Brain plasticity refers to the fact that neurons are capable of changing their structural and functional properties with experience. That seems hardly surprising since every part of the body changes with age. What is special about brain plasticity (but not unique to this organ) is that the changes are mediated by specific events that are in some sense adaptive. The field of brain plasticity primarily derives from the pioneering studies of Torsten Wiesel and David Hubel who showed that depriving one eye of normal visual input during early development resulted in a loss of functional connections of that eye with the visual cortex, while the connections of the eye not deprived of visual input expanded.
These studies convincingly demonstrated that early brain connections are not hard-wired, but could be modified by early experience hence they were plastic. For this work, and related studies, done in the 1960's Wiesel and Hubel received the Nobel Prize in 1981. Since that time there have been thousands of studies showing a wide diversity of neuronal changes in virtually every region of the brain, ranging from molecular to the systems level, in young, adult and aged subjects. As a result, by the end of the 20th century our view of the brain evolved from the hard wired to the seemingly ever changeable. Today plasticity is one of the most commonly used words in the neuroscience literature. Indeed, I have employed this term many times in my own research articles and used it in the titles of some of my edited books. So what's wrong with that, you may ask?
For one thing, the widespread use of "brain plasticity" to virtually every type of change in neuronal structure and function has rendered this term largely meaningless. When virtually all and any change in neurons is characterized as plasticity, the term encompasses so much that it no longer conveys any useful information. It is also the case, that many studies invoke brain plasticity as the underlying cause of modified behavioral states without having any direct evidence for neuronal changes. Particularly egregious are the studies showing improvements in performance on some particular task with practice. The fact that practice improves performance has been noted before anything was known about the brain. Does it really add anything to invoke that improvements in function demonstrate a remarkable degree of brain plasticity. The word "remarkable" is often used to denote practice effects in seniors as if those old enough to receive social security are incapable of showing enhanced performance with training.

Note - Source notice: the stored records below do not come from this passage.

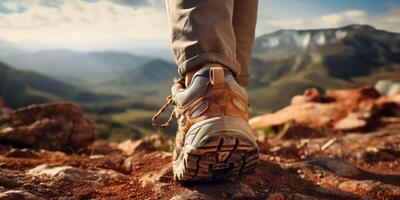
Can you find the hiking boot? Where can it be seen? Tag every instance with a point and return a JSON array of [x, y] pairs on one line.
[[214, 141]]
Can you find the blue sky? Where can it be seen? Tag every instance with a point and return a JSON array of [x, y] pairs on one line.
[[137, 24]]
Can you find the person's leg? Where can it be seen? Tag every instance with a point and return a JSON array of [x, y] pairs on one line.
[[244, 24], [214, 140], [202, 32]]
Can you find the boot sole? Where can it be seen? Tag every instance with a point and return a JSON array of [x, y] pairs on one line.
[[213, 152]]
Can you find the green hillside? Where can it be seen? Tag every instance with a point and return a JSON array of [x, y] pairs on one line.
[[22, 88]]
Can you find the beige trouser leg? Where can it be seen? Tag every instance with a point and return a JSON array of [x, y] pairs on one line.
[[244, 25], [213, 31]]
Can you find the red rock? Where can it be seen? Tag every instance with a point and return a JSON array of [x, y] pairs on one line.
[[338, 110], [147, 144], [49, 126]]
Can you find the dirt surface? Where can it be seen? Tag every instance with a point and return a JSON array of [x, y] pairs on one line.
[[354, 166], [297, 161]]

Studies of this type have lead to the launch of a growing brain training industry. Many of these programs are focused on the very young. Particularly popular in past years was the "Mozart effect" which led parents, who had no interest in classical music themselves, to play continuously pieces by Mozart to their infants. This movement seems to have abated, replaced by a plethora of games that are suppose to improve the brains of children of all ages. But the largest growth in the brain plasticity industry has focused on the aging brain. Given the concerns that most of us have about memory loss and decreasing cognitive abilities with age this is understandable. There are large profits to be made as evident by the number of companies that have proliferated in this sector in recent years.
There is of course nothing wrong with having children or seniors engage in activities that challenge their cognitive functions. In fact, there may be some genuine benefits in doing so. Certainly undergoing such training is preferable to watching television for many hours each day. It is also the case that any and all changes in performance reflect some underlying changes in the brain. How could it be otherwise, since the brain controls all behaviors? But as yet, we do not know what occurs in the brain when performance improves on a specific video game, nor do we understand how to make such changes long lasting and generalizable to diverse cognitive states. Terming such efforts brain training or enhanced brain plasticity is often just hype intended to sell a product. This does not mean that the so-called brain exercises should be abandoned. They are unlikely to cause harm and may even do some good. But please refrain from invoking brain plasticity, remarkable or otherwise, to explain the resulting improvements.